Mobilisé pendant la crise sanitaire pour fournir de l’alcool, le groupe sucrier Cristal Union engage un plan de restructuration qui va augmenter l’activité des sites de Pithiviers et de Corbeilles-en-Gâtinais.
Une crise peut en cacher une autre. Pour le groupe sucrier Cristal Union, elle peut en cacher deux autres. La crise sanitaire, si elle a eu des effets bénéfiques immédiats pour le fabricant de sucre et d’alcool, ne peut pas masquer la crise économique qui en découle ni celle, mondiale, de la production de sucre.

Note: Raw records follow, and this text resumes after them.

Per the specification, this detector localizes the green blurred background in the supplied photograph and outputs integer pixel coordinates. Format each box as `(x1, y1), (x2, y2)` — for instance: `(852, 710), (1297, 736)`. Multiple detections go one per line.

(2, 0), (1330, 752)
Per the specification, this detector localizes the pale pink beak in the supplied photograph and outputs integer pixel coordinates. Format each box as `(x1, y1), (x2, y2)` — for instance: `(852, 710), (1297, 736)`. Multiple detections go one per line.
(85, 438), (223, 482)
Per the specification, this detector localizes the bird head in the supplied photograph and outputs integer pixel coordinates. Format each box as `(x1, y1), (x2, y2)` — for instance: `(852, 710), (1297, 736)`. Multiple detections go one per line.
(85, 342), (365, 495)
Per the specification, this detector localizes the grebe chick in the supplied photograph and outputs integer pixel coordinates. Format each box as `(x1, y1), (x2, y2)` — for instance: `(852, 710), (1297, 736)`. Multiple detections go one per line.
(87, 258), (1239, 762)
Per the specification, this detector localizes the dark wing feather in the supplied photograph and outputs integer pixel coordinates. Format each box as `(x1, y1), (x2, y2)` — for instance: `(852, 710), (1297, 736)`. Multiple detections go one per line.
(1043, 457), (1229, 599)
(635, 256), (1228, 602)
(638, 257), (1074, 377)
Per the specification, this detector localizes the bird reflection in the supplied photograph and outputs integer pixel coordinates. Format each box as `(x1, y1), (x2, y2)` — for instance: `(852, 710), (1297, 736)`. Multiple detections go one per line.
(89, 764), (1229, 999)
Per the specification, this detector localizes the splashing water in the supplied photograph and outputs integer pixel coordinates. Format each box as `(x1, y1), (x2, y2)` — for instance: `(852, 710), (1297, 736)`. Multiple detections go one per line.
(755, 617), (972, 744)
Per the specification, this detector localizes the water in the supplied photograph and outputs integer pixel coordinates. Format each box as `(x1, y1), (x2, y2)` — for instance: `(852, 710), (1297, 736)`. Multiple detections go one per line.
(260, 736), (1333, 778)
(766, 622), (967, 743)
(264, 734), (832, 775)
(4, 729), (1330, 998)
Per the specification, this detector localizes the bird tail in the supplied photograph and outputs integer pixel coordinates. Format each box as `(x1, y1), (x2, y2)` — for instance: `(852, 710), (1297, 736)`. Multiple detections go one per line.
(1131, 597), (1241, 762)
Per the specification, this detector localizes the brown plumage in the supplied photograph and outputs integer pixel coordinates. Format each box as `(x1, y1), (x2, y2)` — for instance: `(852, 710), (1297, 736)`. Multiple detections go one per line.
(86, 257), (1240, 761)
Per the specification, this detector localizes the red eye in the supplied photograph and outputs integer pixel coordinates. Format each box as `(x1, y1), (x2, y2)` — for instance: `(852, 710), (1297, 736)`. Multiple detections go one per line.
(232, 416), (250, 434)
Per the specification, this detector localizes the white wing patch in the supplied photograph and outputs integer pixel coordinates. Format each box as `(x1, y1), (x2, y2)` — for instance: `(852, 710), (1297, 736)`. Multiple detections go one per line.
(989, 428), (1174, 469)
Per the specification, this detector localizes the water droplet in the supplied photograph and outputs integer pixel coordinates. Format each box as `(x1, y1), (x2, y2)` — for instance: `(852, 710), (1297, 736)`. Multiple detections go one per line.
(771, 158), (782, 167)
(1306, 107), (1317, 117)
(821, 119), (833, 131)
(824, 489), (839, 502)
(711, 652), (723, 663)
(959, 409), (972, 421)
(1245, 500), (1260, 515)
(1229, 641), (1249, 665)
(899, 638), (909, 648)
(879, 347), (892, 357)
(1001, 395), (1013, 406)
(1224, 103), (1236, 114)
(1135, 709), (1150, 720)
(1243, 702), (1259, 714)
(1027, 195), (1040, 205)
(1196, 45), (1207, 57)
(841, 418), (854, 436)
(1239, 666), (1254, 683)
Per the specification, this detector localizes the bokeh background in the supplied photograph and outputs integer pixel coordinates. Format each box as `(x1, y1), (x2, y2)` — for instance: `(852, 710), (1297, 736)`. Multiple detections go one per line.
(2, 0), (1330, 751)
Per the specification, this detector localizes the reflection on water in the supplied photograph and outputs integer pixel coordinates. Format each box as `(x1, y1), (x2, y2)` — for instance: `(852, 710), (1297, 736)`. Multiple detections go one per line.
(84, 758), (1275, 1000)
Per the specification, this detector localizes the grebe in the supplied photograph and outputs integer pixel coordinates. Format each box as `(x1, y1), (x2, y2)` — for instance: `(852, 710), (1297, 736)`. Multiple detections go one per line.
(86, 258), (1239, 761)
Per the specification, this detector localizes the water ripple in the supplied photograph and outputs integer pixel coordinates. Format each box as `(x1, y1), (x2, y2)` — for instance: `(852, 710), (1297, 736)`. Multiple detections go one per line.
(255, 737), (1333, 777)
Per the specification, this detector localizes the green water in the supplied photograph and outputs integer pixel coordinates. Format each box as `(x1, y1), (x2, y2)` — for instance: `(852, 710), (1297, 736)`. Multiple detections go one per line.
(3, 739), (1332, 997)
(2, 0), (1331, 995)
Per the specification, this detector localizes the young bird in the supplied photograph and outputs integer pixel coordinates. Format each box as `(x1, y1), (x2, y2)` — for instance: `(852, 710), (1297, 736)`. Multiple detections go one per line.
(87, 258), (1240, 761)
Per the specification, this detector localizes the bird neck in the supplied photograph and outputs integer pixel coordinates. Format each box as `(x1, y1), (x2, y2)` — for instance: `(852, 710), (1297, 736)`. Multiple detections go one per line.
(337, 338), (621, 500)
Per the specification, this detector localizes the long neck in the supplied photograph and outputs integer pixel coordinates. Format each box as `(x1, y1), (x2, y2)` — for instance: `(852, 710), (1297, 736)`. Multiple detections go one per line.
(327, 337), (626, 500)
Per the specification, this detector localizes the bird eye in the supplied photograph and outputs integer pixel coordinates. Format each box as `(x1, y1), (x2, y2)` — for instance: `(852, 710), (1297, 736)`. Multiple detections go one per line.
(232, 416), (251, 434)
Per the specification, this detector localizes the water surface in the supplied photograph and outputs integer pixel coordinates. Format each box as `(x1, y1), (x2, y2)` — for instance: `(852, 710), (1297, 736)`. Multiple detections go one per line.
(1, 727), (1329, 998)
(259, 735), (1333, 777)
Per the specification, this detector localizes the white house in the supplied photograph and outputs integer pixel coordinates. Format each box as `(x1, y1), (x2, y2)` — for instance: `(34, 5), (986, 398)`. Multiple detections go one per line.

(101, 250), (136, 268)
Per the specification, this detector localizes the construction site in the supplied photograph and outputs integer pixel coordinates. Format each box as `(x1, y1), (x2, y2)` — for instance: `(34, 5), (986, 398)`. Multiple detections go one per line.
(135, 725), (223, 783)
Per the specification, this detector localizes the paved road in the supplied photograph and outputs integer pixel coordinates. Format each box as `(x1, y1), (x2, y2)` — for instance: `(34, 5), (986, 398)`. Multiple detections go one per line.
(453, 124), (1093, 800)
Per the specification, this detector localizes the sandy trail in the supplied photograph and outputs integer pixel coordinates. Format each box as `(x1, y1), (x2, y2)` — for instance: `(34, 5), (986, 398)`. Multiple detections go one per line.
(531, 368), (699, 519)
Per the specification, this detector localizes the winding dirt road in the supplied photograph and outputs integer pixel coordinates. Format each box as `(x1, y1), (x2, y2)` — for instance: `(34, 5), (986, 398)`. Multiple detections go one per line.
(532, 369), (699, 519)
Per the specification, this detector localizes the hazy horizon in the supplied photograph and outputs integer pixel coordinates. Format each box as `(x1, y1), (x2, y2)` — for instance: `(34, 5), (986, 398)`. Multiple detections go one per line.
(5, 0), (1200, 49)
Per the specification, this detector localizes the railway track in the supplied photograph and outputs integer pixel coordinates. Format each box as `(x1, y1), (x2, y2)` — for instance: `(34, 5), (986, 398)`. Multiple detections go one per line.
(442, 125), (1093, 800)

« Nous faisons partie des entreprises bienheureuses de la crise », se félicite pourtant le directeur général de Cristal Union, Alain Commissaire, dans le journal en ligne de Cristalco, sa filiale commerciale, le 15 mai dernier. Il est vrai que la période de confinement a déclenché chez les français un réflexe de stockage de produits de première nécessité qui a bénéficié au groupe sucrier et sa marque Daddy, leader du marché français. Il a fallu réapprovisionner en continu les rayons de la grande distribution et les stocks le permettaient largement.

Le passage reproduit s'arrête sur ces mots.